If this is true, then the original sense of the usage would have been a preposition-noun construction. In the song
A-hunting we will go
A-hunting we will go
Heigh-ho the dairy-o
A-hunting we will go
this means that "a-hunting" would have been used in the sense of "at hunting," meaning "being engaged in the pursuit known as hunting." It would not, then, have stemmed from the ME y or Germanic (and OE) ge verb form.
Usage note. AHD goes on to use the isolano of Smith Island in the U.S. as an exemplar of this kind of speech:
Residents of Smith Island speak a variety of American English unlike any other, fostered in long-standing isolation from other varieties. This unique dialect has its roots in the British dialects of the latter half of the 1600s, when the first English speakers set up residence on this group of islands. It is characterized by the retention of a number of older language features, including the use of hit for it, the use of an a- prefix on -ing verbs, and the use of phrases such as of a night for at night.
This is an interesting question.

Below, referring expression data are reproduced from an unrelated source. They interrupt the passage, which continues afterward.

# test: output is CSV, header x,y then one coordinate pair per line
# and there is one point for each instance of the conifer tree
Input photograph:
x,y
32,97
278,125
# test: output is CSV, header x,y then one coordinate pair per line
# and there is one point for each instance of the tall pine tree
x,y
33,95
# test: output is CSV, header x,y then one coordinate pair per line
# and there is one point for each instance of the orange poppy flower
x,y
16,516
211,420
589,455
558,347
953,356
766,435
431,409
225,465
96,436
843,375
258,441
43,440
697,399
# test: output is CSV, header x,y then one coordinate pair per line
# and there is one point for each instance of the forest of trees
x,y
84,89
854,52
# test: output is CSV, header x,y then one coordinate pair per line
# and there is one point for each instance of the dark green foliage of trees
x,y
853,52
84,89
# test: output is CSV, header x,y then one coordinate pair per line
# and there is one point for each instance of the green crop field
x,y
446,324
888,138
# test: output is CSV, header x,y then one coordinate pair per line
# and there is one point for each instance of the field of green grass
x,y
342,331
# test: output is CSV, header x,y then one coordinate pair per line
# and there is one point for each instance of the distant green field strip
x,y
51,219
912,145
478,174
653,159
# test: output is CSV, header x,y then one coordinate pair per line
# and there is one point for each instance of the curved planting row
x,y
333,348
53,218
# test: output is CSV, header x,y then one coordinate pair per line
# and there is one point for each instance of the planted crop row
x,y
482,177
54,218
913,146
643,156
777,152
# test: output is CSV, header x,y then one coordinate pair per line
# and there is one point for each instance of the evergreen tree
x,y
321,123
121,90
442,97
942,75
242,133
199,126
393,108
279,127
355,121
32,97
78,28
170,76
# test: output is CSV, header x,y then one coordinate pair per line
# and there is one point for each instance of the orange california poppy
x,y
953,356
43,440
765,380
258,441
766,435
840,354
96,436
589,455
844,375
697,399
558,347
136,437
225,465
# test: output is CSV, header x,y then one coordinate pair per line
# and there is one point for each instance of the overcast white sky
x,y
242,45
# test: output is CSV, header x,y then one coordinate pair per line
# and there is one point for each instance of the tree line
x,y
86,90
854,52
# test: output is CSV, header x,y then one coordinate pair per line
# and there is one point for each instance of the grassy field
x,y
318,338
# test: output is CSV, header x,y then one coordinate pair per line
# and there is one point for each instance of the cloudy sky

I'm not sure it has a definitive answer, but I thought I would add this into the mix just to get it on the record.
@Vitaly found an article ("American Speech", Duke University Press) that references some corroborative material. Here is an excerpt:
If, as according to Bybee and Dahl (1989) and Mittendorf and Poppe (2000), the progressive in English arose, following a universal linguistic tendency, from locative prepositional phrases, it was the erosion of prepositional on before gerundives with the -ing sufﬁx in such phrases that led to a-preﬁxing on participles.
It's a long article and I haven't digested it all yet, but it's very interesting.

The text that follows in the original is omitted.